Bayes’ theorem is especially useful in real-world situations where you naturally know probabilities in one direction but need them in the other. Medical testing is the classic example. Doctors often know how likely a test is to come back positive if a patient has a disease, P(positive|disease). But the patient wants to know the opposite: if my test came back positive, how likely is it that I actually have the disease, P(disease|positive)?
These two numbers can be wildly different. For breast cancer screening with mammography, the test is quite accurate. But because the baseline prevalence of breast cancer is low (around 1% in asymptomatic women), a randomly selected woman who gets a positive mammogram has only about a 7% chance of actually having cancer. The other 93% are false positives. This feels counterintuitive, but the math is clear: when the condition you’re testing for is rare, even a good test produces more false alarms than true catches.
The Most Common Mistake: Flipping A and B
The single biggest error people make with conditional probability is treating P(A|B) and P(B|A) as if they’re the same thing. They are not, and they frequently take very different values.

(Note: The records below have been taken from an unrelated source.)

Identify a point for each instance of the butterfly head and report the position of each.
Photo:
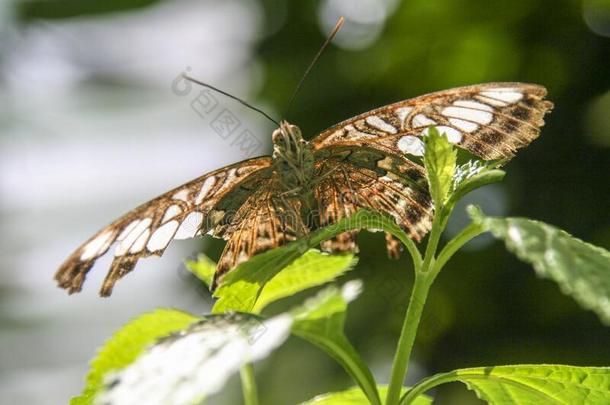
(292, 155)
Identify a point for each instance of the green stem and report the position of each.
(248, 384)
(423, 280)
(455, 244)
(407, 337)
(426, 385)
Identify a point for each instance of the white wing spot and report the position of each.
(380, 124)
(161, 237)
(505, 95)
(420, 120)
(411, 144)
(189, 226)
(205, 189)
(132, 236)
(453, 135)
(181, 195)
(128, 229)
(353, 133)
(139, 244)
(97, 246)
(171, 212)
(466, 126)
(402, 113)
(470, 110)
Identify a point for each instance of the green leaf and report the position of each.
(440, 161)
(242, 287)
(582, 270)
(527, 384)
(472, 175)
(186, 367)
(203, 268)
(355, 396)
(189, 366)
(127, 344)
(312, 269)
(321, 320)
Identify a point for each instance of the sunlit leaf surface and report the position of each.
(128, 343)
(582, 270)
(539, 384)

P(A|B) asks: given B happened, what’s the chance of A? P(B|A) asks: given A happened, what’s the chance of B? Swapping them is called the “confusion of the inverse,” and it leads to serious mistakes outside the classroom too.
In legal settings, this error is known as the prosecutor’s fallacy. The probability of the evidence existing if a person is guilty, P(evidence|guilty), is not the same as the probability the person is guilty given the evidence, P(guilty|evidence). In the case of English solicitor Sally Clark, who was wrongly convicted after two of her infants died, the court confused the very low probability of two infant deaths in one family with the very high probability of guilt. Those are inverse conditional probabilities, and conflating them led to a tragic miscarriage of justice.

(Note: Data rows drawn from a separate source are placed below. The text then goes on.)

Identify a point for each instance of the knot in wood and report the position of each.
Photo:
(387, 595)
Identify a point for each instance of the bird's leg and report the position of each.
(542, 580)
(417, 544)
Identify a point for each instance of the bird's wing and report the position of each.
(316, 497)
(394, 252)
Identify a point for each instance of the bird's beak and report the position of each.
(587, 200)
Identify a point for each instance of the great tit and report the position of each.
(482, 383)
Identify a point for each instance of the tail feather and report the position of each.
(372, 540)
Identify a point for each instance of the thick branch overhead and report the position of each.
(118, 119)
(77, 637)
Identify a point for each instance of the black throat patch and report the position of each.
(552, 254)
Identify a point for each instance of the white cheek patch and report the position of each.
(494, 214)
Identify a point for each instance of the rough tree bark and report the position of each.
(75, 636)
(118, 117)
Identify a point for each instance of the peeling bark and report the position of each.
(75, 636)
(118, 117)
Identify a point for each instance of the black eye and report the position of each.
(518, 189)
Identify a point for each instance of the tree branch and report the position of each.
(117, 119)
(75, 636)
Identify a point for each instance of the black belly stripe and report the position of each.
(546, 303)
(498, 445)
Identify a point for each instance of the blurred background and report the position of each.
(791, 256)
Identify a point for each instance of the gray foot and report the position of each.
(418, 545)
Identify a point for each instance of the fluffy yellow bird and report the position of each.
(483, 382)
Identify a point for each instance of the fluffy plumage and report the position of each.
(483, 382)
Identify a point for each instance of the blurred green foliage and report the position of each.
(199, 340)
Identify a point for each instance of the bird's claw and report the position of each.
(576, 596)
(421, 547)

Whenever you set up a conditional probability problem, double-check which event is the “given” (after the bar) and which is the one you’re solving for (before the bar). Getting them backwards will give you a completely different answer.
Quick Reference
For most problems, you only need to remember two formulas:
- Basic conditional probability: P(A|B) = P(A and B) / P(B)
- Bayes’ theorem: P(A|B) = P(B|A) × P(A) / P(B)
Use the first when you know (or can find) the overlap between A and B. Use the second when you know the conditional probability in the reverse direction. In both cases, make sure P(B) is greater than zero, and be careful not to swap which event is the “given.”